We can divide the history of alchemy into three periods: the first, from 1200 to 1300 of our era, alchemy was a manual ability that demonstrated its usefulness through the coloring of metals, making believe that it was about transmutations. There is an ancient grimoire attributed to Alberto Magno that exhaustively deals with this subject. The second period, from 1300 to 1600 AD, was characterized by the rise of alchemy among educated people who became interested in its enormous prospects. Thus Valentinus in Germany and Norton in England excelled at the task, both theoretically and practically. The work was based and focused on the manufacture of "The Philosopher's Stone" or "Lapis Philosophorum", with whose help it was hoped to be able to manufacture the wonderful and unique gold, a material so desired by the Princes. Another of the motors that moved researchers towards alchemy was the search for a universal medicine that would cure all diseases and be a source of "Eternal Life". The most important representative of that group of exalted and chosen men was Paracelsus.
Their influence on popular culture
- In the saga The Immortals of Alyson Noël.
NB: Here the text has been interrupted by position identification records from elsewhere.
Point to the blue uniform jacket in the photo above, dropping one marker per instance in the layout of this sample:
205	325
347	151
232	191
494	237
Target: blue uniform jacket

- In the book of Journeys of Gulliver, by Jonathan Swift, near the end, when Gulliver leaves the Academy.
- In the Anime and Fullmetal Alchemist sleeve, where the philosophal stone is intended to dominate the world and overcome God.
- In the book Tuck Everlasting.
- In the book Elíxir (2010) by Hilary Duff, he deals with the topic and also in his second part Devoted (2011).
- In the video games The Sims 2, where it is achieved by raising aspirations and in Rayman 2, the great escape, although in Castlevaina (any of its versions) the elixir serves to completely cure the player, as well as in the Final Fantasy deliveries.
- In the video game Constantine cures John to fight the demons.
- In the book The alchemist of the Brazilian writer Paulo Coelho.
- In the collection of books by The Alchemist: The secrets of the immortal Nicolas Flamel.
- In the video game Touhou Project, two characters named Kaguya Houraisan and Fujiwara no Mokou, who took the Elixir of Life and managed to be immortal.
- In Kingdom Hearts video games the elixir appears, which gives a character to select: Life Points and Magic Points.
- In the Dragon Ball series, Master Roshi drank from this elixir obtaining immortality (hereinafter his nickname "the oldest man in the world").
- In The Mystery of Anubis.
- On the Seikon non-Qwaser sleeve.
- In the first book of the Harry Potter saga, Harry Potter and the philosopher's stone, being desired by the villain Lord Voldemort.
- In 5 comic elements of Jesulink, there is the Alcaesto element.